Tuesday 8 January 2019

BN Book Excerpt: I Almost Died by Emonena Abenabe

Let’s talk about my bad days. Don’t you think I sometimes cried during my recovery? I cried. I couldn’t understand why I had stroke. I cried after my friends left my Uncle’s place. They couldn’t understand what I was saying because of the aphasia that came with the stroke. I didn’t cry because I was depressed. No. Actually, depression did not stay with me for one day. But, I cried to relieve myself because I knew I was going to come out of it one day.

In 2017, around September, I found out that my mum was down with chronic kidney disease. “I’m still struggling with my recovery and now this,” I called my friend-turned family and cried to her. I didn’t know why all those things were happening. It’s like when they people say bad things happen to good people. I may have understood why stroke attacked me, but this really made a statement. I’m the only child of my mother and my dad is late.
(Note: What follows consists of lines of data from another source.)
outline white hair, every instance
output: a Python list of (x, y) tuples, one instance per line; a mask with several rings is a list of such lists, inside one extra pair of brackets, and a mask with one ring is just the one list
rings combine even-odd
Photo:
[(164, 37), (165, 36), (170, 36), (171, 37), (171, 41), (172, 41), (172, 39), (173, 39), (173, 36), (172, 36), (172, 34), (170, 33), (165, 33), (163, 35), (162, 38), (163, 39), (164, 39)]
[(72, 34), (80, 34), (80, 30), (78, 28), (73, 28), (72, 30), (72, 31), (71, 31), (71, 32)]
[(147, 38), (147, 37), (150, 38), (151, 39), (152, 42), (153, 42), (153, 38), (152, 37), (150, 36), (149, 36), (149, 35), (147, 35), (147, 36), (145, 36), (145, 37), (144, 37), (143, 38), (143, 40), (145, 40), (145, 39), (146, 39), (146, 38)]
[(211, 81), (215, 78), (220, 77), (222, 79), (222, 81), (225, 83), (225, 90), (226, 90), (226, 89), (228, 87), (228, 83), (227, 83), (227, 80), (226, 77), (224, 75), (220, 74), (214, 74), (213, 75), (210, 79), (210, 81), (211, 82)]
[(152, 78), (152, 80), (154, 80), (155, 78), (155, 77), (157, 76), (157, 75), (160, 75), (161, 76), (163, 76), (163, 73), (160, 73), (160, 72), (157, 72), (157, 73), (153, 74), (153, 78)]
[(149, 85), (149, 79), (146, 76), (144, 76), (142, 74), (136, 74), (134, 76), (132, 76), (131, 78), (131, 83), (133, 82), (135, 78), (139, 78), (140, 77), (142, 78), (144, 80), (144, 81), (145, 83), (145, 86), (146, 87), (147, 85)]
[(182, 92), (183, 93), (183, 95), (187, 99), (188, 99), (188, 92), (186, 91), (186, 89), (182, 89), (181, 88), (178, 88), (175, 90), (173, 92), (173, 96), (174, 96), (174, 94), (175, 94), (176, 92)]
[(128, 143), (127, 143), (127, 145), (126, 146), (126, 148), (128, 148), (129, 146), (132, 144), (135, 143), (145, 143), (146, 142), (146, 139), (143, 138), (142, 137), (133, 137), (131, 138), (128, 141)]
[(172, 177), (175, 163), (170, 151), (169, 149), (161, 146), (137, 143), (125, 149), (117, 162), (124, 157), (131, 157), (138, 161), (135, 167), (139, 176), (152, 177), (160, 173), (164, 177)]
The struggle to be happy or sad began with my mum’s chronic kidney diseases. Sometimes, she would call me, or someone would call me to come home because she thought she was dying, but it never happened. There was a time water gathered somewhere on her right leg after she had an injury. We took her to the hospital, and the doctor said the injury was infected, and they cut off a huge chunk of her leg. I came to the hospital, and when I saw the picture of how her leg was cut, I almost cried. The next day, while the doctor was attending to her wound, I took a picture of the infected leg. I was seeing life in reality, no longer in pictures. Another money problem, coupled with her dialysis issue (the medical process of removing some of a person’s blood, cleaning it, and then returning it to the person’s body). I always wondered why my blood pressure didn’t get high during those times. It was painful, knowing I couldn’t take away her pain. Sometimes we didn’t have money for her dialysis, and when she was in so much pain, she cried, asking for death. Sometimes, I would cry to God, especially when we didn’t have money for her dialysis, but I thought about it this way, “Crying will not solve the problem, neither worrying, nor fear. These three things are just agents of sadness, and if I dwell in them for long, they overcome everything. It might even lead to early death and what will happen to my mum?” I remembered what the Bible says about sad situations in Romans 8:28 “And we know that all things work together for good to them that love God, to them who are called according to his purpose.”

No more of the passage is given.